Tout ce qui est humain m’est étranger
La complexité apparente des couches successives de teintes de clair-obscur, de plans en miroir, de courbes éclatées et d’angles détournés est elle-même un mode de révélation : la manipulation intrinsèque au drame et la forme cinématographique qu’elle prend ne font qu’un. La brutalité des sensations, l’accélération des ruptures sont des preuves de la transformation des identités par l’extérieur, humain ou non. Lors d’une scène de pub, Losey filme le couple Tony/Susan avant de se désintéresser en apparence de leur discussion. Et pourtant, au travers de l’assistance (de l’extérieur donc), des deux prêtres qui cancanent, des deux femmes qui se chamaillent, des entrants et des sortants, c’est tout le manège intérieur de la maison de Tony qui est reproduit sous forme de petits théâtres.

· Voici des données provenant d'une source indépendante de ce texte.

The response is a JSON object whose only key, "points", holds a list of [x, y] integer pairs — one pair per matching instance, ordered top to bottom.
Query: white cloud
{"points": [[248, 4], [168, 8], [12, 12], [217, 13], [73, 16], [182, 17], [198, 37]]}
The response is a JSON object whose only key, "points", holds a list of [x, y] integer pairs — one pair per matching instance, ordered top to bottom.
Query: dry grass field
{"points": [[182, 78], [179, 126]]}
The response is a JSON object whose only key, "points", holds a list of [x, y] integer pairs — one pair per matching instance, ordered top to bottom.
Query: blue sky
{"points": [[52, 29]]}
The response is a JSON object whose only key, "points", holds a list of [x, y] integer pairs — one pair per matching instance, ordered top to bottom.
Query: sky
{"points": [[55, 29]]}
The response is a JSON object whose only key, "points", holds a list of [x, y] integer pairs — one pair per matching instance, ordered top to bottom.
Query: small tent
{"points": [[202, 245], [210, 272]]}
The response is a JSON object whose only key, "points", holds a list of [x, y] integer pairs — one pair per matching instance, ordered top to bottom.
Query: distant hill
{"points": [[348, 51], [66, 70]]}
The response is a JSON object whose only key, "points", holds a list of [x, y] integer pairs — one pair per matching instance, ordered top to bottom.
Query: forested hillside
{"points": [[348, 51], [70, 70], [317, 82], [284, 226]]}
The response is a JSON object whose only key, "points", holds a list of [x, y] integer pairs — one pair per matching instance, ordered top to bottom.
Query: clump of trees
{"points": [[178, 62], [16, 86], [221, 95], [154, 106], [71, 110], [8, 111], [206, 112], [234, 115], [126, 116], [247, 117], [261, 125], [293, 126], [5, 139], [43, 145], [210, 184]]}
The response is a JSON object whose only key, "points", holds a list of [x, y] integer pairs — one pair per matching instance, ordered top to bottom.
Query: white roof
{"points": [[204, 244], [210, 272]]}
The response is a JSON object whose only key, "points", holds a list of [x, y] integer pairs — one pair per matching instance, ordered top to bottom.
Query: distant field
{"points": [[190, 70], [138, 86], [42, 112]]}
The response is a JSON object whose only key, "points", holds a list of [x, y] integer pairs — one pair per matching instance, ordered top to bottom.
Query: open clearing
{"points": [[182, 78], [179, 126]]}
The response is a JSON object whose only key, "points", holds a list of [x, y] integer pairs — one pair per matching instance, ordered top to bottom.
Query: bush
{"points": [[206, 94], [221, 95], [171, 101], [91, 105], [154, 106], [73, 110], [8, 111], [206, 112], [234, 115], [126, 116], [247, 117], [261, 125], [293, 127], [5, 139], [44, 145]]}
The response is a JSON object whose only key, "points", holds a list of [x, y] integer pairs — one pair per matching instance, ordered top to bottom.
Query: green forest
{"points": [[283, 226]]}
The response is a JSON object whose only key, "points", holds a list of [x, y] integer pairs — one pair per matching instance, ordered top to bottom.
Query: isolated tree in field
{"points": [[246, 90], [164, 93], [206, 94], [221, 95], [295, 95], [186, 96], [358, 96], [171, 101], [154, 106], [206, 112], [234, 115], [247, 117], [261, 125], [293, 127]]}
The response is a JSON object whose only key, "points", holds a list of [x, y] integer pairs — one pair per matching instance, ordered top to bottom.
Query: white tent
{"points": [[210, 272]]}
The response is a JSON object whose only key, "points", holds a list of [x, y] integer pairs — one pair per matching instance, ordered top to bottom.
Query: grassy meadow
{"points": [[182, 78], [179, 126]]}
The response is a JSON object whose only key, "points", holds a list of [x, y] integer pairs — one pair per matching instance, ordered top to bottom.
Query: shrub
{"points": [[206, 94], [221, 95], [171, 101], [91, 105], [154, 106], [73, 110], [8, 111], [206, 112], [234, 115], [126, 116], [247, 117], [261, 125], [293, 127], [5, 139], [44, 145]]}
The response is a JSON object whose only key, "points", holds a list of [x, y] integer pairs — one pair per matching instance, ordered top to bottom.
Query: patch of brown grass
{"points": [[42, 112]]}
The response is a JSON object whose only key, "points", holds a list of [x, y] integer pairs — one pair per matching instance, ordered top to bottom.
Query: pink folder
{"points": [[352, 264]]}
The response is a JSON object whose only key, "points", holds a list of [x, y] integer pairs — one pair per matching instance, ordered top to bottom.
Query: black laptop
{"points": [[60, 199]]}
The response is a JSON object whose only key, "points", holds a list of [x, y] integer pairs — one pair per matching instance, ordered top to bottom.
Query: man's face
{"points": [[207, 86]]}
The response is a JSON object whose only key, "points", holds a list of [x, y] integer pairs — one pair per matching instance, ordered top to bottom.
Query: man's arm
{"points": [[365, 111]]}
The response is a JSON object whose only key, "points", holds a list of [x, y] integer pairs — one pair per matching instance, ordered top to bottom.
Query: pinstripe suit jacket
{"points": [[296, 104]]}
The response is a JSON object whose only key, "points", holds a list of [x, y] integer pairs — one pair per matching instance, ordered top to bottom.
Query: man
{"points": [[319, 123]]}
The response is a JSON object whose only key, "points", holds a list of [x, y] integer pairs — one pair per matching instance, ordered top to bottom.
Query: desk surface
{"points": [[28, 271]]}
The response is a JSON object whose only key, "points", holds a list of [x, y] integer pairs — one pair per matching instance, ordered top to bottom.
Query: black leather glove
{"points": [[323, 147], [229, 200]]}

On pourrait parfois reprocher à Losey (ou à Pinter ?) la trop belle mécanique de ces renversements. Il est vrai que, contrairement à Ophuls, contrairement à d’autres films de Losey qui jouent des conflits identitaires comme le suscité Monsieur Klein, rares sont les moments où The Servant échappe à sa force illustrative. Le mystère de Tony, qui laisse un domestique agencer sa maison avant de lui donner jusqu’à sa propre existence est moins entier que celui de Barrett. Qui est finalement ce dominateur aux accents sadomasochistes qui couche avec une femme qu’il présente comme sa sœur et réduit à néant la volonté d’un maître, d’un ami, d’un esclave ? L’absence de réponse est sans doute la pirouette de Losey à Pinter, la pirouette d’une quête métaphysique qui dépasse le sulfureux. Plus qu’une lutte de classes se vautrant dans la luxure, le cinéaste filme la bestialité des instincts naturels qui permettent à l’homme de créer un monde étranger à l’autre.